The patients who stopped asking permission

What do Sid Sijbrandij, Steve Brown, Pratik Desai, Arun Verma and Marc van der Chijs have in common?
Sid co-founded GitLab, ran out of standard treatments for osteosarcoma, hired a geneticist, collected 25 terabytes of his own tumour data, and used AI to find a protein anomaly. Immune cells engineered against that anomaly put him in remission. He now publishes the data on osteosarc.com so the next patient starts further along.
Steve was told his cancer symptoms were stress and gas. He built an AI agent called Haley on the same data three doctors had already seen, and within minutes Haley flagged the blood-cancer markers they had missed.
Pratik vibe-coded a workflow during his mother's stage-4 treatment. The tool caught three life-threatening errors the inpatient team did not. She got 76 days, 67 of them inpatient. He says none of them felt like the system was tracking her actual goals.
Arun walked into a Prenuvo scan out of startup curiosity and walked out with a Grade-2 Glioma. He raised $4M to build the tool he wished he had had before the scan.
Marc van der Chijs, a tech and AI investor without a traditional medical or academic biology background, co-founded Helixion Therapeutics in Vancouver and reports that he and his non-academic technical partner Sean Clark built "Elyra," an AI model that rapidly generates personalized cancer-vaccine candidate lists, in roughly three months.
None of them waited for the system. All of them arrived at their diagnosis, their second opinion, or their treatment before the system did.
The self-navigator is no longer the exception. She has infrastructure.

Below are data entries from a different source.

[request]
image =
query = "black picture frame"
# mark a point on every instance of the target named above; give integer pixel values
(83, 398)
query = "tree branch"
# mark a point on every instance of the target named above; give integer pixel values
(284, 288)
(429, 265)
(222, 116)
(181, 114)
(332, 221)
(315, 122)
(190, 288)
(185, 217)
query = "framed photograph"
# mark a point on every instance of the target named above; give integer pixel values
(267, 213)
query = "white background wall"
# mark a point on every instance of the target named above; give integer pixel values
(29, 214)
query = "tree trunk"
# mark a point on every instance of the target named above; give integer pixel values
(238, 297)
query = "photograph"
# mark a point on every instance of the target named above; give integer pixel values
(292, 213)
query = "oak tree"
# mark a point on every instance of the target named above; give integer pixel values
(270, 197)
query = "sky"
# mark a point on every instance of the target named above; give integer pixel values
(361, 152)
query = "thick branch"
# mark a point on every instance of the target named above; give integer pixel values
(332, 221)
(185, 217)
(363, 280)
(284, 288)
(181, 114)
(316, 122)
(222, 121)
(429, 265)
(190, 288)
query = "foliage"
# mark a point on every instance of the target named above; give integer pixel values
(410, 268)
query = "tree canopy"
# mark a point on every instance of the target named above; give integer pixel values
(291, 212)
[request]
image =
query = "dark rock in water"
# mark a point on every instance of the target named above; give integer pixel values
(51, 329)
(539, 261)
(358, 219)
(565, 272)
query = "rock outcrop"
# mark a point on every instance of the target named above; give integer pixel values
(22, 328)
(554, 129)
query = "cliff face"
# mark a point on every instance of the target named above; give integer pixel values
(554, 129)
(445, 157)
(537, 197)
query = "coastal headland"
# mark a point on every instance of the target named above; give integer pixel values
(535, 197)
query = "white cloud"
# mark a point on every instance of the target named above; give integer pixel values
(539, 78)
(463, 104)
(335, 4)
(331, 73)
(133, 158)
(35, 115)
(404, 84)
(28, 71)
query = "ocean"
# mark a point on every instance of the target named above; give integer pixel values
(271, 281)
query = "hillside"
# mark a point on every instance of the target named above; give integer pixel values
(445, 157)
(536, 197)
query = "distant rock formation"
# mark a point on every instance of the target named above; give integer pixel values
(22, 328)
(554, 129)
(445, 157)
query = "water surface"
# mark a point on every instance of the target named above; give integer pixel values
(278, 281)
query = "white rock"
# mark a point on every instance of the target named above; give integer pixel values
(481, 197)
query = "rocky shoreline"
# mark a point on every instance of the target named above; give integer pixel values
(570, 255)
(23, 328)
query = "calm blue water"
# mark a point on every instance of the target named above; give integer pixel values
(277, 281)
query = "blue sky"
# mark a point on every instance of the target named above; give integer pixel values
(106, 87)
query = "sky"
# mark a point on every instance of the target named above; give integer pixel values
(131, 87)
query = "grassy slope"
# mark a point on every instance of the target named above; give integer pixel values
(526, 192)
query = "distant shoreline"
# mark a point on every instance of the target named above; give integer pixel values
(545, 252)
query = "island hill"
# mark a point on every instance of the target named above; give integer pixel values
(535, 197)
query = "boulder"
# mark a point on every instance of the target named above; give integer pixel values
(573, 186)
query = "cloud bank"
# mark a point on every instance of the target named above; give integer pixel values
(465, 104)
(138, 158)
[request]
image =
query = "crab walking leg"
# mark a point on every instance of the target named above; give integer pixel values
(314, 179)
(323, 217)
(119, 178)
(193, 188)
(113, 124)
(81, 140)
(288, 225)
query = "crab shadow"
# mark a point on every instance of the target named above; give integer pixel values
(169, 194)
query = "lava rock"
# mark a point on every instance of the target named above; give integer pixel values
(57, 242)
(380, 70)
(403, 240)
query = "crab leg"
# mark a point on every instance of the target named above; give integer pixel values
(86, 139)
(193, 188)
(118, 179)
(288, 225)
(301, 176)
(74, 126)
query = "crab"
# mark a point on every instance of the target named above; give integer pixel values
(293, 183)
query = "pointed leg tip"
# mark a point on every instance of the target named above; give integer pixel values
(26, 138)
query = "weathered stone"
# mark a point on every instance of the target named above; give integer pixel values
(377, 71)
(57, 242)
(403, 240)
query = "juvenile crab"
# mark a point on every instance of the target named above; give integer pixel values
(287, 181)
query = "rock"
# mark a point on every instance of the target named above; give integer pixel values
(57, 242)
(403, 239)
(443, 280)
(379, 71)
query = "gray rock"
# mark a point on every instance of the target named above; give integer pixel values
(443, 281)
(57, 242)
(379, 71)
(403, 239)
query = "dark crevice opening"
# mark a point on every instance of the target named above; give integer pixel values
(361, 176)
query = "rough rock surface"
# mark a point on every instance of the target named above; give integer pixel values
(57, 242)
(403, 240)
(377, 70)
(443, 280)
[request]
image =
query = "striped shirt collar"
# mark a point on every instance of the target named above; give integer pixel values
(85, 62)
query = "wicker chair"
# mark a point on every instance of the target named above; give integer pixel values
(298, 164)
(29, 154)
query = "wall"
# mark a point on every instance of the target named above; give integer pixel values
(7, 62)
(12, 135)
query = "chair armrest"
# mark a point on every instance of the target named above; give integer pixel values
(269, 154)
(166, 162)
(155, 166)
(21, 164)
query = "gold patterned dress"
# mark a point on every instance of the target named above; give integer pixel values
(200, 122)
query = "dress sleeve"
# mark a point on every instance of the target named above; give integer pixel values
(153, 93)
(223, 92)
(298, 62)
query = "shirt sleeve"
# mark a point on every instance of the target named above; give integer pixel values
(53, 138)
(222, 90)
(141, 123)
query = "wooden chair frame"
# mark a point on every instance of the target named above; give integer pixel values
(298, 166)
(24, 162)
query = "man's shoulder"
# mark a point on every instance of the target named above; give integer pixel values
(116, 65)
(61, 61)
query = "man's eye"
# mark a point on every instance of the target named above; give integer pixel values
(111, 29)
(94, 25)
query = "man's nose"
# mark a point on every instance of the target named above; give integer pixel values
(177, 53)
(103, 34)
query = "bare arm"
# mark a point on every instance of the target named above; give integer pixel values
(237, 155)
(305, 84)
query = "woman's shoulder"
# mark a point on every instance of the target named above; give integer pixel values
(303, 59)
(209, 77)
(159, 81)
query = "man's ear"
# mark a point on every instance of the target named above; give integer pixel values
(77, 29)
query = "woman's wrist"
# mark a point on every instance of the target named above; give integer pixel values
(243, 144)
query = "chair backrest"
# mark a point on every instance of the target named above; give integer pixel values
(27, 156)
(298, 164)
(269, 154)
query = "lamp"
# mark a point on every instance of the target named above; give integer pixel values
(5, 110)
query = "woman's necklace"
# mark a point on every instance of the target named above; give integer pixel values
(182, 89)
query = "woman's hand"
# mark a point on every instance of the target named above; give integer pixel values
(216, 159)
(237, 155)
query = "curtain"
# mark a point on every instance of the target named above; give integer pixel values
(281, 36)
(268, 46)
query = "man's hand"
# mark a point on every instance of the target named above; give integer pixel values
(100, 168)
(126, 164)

Last week Gallup reported that one in four Americans now use AI for health information. Most to supplement a visit. Some in place of one. Two days later, Perplexity Health launched with a biomarker partner (Function Health), a fitness coach and a nutrition planner. That closes a three-month stretch where ChatGPT Health, Copilot Health, Amazon Health and now Perplexity Health have all gone live. The background figure: 61% of Americans say they worry "a great deal" about the cost and availability of their healthcare. The system is simultaneously the first domestic concern and the thing people are learning to go around.
Three versions of the next decade
The optimistic version. The GP's office becomes a triage and interpretation layer. The AI does detection ; the clinician does the conversation. Patients arrive informed rather than uninformed. Outcomes improve. Clinical capacity stays available for the cases that actually need it, because the healthy cohort has self-triaged.
The dystopian version. Clinicians become prescription machines. Patients present pre-diagnosed, arguing against the doctor on behalf of the algorithm. Diagnostic instinct atrophies on both sides of the desk. The cases that do not fit the pattern (rare diseases, atypical presentations, the drug-interaction you only see after twenty years in practice) get missed more often, not less, because no one in the room is still looking.
The base case, which is what we will actually get. A two-tier system stratified by agency, not income. A $75,000-a-year Healthspanners membership is the visible tip. The invisible part is that even a Medicaid patient with a $20 wearable subscription starts outperforming matched peers on every outcome that gets measured. The best clinicians quietly follow the self-navigators into concierge and longevity practice (see the $9.3M Ultralight raised last week for exactly this), thinning capacity for the passive majority.
Which scenario prevails depends on one unsettled question: who owns the interpretation layer?
What clinicians are actually losing
The unbundling isn't "the patient knows more than the doctor." That was already true in the Google era, and the profession survived it.
The unbundling is who initiates the next step. For a century the patient went to the doctor, who decided what happened next. Now the patient goes to the AI, which decides what happens, and the doctor is the last-mile actuator of a plan the patient and the algorithm have already agreed on.
That is a different job. It is, possibly, a better-paid job. It is not the job anyone trained for.
Cultural tell from earlier this month: Mamata Banerjee, Chief Minister of West Bengal, was photographed wearing Whoop, Apple Watch and an Oura ring simultaneously. When a 70-year-old head of government runs a triple-wearable stack, the authority relationship has already flipped in the minds of the people clinicians serve. The clinicians are usually the last to notice.
The forecast, layered
By 2028, the first medical graduating class trained entirely post-GPT-5 enters practice. Their default assumption: the patient arrives with data.
By 2030, the first MD-PhD programme makes "patient-as-co-investigator" a required rotation.
By 2033, a licensing body somewhere strips the referral gate on primary care altogether, because more than 60% of visits are already self-initiated and the gate is friction without function.
The self-navigator economy isn't a niche. It's the new infrastructure. The clinician isn't being replaced. The clinician is being re-intermediated.
If you work in that profession, the next move isn't to resist the unbundling. It's to decide which part of the job you want to keep owning before the default settles without you.
💥 May this inspire you to notice who is initiating the next step in your own care, and whether that answer has changed in the last 18 months.